Pour les jeunes danseurs de 15 à 18 ans, qui participent chaque année au Prix de Lausanne, un concours de ballet suisse, la danse est plus qu’un passe-temps. Ils dansent parce que c’est leur vocation. Leur souhait n’est pas de devenir informaticien, médecin ou encore journaliste comme d’autres. Ils n’ont qu’un seul objectif: devenir danseur-interprète et ont choisi la discipline la plus exigeante qui soit. Forme artistique à part entière, le ballet repose sur un système sophistiqué de pas, qui sont l’alpha et l’oméga du futur danseur professionnel. Les jeunes danseurs de ballet, qui perfectionnent leur corps tel un instrument de musique, passeront maîtres dans l’art d’exprimer toutes sortes d’émotions et de sentiments d’un simple mouvement. C’est aussi là toute la difficulté: la danse est un art de l’éphémère, pas de partitions comme en musique ni de livrets comme au théâtre. La danse se transmet de maître à élève.

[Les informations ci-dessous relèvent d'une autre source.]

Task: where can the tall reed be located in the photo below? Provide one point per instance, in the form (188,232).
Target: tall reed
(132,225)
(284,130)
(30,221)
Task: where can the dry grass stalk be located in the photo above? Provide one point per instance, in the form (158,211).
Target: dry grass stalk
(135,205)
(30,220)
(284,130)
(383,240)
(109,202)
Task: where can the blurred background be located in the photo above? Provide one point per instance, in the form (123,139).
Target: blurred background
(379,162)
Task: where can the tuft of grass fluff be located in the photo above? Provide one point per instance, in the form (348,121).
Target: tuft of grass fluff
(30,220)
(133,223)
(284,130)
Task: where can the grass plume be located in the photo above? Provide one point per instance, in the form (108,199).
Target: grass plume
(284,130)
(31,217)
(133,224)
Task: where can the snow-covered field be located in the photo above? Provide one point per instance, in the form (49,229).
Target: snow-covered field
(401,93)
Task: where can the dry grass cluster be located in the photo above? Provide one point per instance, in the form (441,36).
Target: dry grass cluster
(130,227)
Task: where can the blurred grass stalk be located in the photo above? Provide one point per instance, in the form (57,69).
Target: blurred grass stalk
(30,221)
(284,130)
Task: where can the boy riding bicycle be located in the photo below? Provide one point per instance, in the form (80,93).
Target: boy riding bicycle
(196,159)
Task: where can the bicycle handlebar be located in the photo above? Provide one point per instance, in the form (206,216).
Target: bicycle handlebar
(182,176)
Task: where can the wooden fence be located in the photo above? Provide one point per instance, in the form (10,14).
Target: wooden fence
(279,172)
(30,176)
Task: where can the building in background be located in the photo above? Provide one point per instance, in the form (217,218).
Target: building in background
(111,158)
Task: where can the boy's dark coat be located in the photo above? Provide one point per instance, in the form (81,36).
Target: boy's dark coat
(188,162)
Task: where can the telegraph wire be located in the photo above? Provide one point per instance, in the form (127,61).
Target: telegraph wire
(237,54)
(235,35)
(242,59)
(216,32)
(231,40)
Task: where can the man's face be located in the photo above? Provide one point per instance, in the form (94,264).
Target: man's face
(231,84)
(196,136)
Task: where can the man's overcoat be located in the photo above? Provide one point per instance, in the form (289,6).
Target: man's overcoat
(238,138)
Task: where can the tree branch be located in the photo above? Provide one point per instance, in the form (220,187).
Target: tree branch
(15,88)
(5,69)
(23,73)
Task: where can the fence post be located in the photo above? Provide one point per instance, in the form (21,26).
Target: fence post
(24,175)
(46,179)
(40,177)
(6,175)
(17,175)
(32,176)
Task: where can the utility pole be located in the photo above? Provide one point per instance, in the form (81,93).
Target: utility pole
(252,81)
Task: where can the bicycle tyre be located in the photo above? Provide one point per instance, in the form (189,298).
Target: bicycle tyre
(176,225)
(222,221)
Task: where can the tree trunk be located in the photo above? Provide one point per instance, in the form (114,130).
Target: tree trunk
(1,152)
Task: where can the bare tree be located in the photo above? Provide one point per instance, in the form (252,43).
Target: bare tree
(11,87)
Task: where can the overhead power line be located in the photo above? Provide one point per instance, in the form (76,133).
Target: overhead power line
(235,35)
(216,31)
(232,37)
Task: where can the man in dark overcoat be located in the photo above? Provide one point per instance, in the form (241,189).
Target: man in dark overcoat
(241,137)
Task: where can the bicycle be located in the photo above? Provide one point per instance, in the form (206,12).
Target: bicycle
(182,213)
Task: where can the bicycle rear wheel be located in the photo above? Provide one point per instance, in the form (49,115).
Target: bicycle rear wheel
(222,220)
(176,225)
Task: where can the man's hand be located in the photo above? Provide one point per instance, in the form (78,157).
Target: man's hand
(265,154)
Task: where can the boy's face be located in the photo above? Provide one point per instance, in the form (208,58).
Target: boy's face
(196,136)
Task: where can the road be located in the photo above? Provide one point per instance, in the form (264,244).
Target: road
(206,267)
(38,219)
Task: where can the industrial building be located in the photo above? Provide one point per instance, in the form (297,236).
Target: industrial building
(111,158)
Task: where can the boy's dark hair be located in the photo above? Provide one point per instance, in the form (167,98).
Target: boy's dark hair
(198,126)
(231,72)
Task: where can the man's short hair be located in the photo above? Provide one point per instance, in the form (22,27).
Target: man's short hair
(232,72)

«Apprends à danser!» C’est plus facile à dire qu’à faire. Pour parvenir au sommet, le jeune danseur doit surmonter bon nombre d’obstacles et se frotter à une concurrence non moins rude. Celui qui se destine à une carrière de danseur professionnel doit commencer à pratiquer la danse dès son plus jeune âge. Il doit suivre un entraînement régulier et de qualité et s’astreindre à une discipline rigoureuse. Et même les candidats réunissant toutes les qualités corporelles et mentales requises (grande volonté, bonne mémoire, musicalité et endurance) ne sont pas sûrs de pouvoir se produire un jour sur scène en tant que solistes. Beaucoup de difficultés peuvent se présenter lors de l’apprentissage, car l’étude de cette discipline se déroule dans l’univers clos de l’école de ballet. Un élève désirant devenir danseur professionnel passe d’une école de ballet privée à une école professionnelle dès l’âge de 10 ans. Mais ces établissements n’existent que dans les grandes villes, et beaucoup de ces enfants doivent quitter la maison parentale très tôt sans nécessairement avoir la maturité nécessaire. La formation de danseur implique par ailleurs une double charge de travail: les élèves doivent suivre un cursus d’études normales en plus de l’entraînement de danse quotidien.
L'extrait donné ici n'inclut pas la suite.